SNET had been thrown into uncharted waters as Connecticut was the first state to open its telecommunications markets to competition, more than a year and a half before the United States Congress passed the federal Telecommunications Act (1996).
Having had advance notice, the leaders had worked diligently with a top consulting firm to create a comprehensive strategic plan that would make them competitive. It involved restructuring into wholesale and retail operations and providing an array of new retail services.
However, a few months before the “go live” date (July 1), during a day-long meeting, the officers of the company realized the people who would need to implement the plan were ill-prepared. They did not understand and were not committed to the significant changes that would be needed in their attitude and behavior if the company were to become a competitive retail service provider.
The officers realized that unless they did something drastic, the competition was likely to eat their lunch.
They immediately began a high-involvement initiative aimed at engaging a “critical mass” of the employees, including the union leadership, in confirming the strategies, in identifying a vision of the new culture and the values needed to guide behavior and decisions, and in identifying roadblocks that needed to be removed.
Fortunately the leaders had taken a look behind them and noticed the troops were doing business as usual before they led the charge. But even so, it now required a lot of time, effort and angst in the eleventh hour.
Why did they find themselves in this difficult situation?
The officers of the company had done their planning in isolation, not asking for input from those outside their “tower,” and they had neglected to consider how they would transform the sleepy monopoly culture into a customer-oriented culture.

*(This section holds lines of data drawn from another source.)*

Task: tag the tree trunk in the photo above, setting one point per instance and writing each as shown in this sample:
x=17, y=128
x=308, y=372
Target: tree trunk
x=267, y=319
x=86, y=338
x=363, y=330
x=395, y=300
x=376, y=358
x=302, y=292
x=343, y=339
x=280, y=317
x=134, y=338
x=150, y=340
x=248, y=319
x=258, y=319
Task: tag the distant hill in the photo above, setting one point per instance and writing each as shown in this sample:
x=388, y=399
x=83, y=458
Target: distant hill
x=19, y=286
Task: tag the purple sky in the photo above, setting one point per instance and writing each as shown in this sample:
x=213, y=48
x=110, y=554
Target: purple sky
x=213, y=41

If they had involved wide representation of management and front-line workers during the earlier planning process, their people would have joined them on the journey from the beginning. Not only would there have been better understanding of the strategies throughout the company, the officers would have gotten good input on feasibility of the strategies and what would be needed for successful implementation.
Why did the eleventh hour initiative make a difference?

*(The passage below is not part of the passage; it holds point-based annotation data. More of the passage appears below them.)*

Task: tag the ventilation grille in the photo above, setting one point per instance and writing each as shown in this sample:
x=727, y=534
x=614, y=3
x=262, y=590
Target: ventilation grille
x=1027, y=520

The officers approached the situation in a completely different manner than they had during their previous planning effort.
They had the courage to ask their employees, “Do you think this plan is a good idea? What do we need to do to make it work?” And then they listened and trusted that their people would know best what was needed.
7 tips to help ensure the troops will be behind you.
It’s a balancing act. If you are too process-focused, you are in danger of losing momentum. If you are too results-focused, you are in danger of losing your troops. The key is to involve people as early as possible in order to create a “critical mass” of support while continuing to moving forward. Keep these guidelines in mind:
- You can craft the most wonderful solution or plan, but if you do it in isolation, you might be surprised by the lack of enthusiasm it generates. When people participate in creating a plan, they have a deeper understanding of what’s needed and are more invested in its success.
- Taking the time upfront to involve people can be frustrating for those who already have ideas or are feeling urgency. Remember to have patience with process. Go slow at the beginning in order to go faster and smoother later.
- The planning process itself creates learning and change for those who participate in it. If you wait to pull people in at the end, they will not understand the issues the way you do, nor will they share your enthusiasm.
- Instead of jumping straight into problem solving or planning, first consider who needs to be at the table – who are your stakeholders, what will be required of them for implementation, and how to best involve them.
- Any plan for a new initiative, for change or for problem-solving, should include a plan for how you will inform and/or involve the people who will need to support it.
- As you proceed, pay attention to how, not just what, you are doing.
- Trust your people. Have the courage to ask, listen, and let go of control. You will actually be a better leader as a result.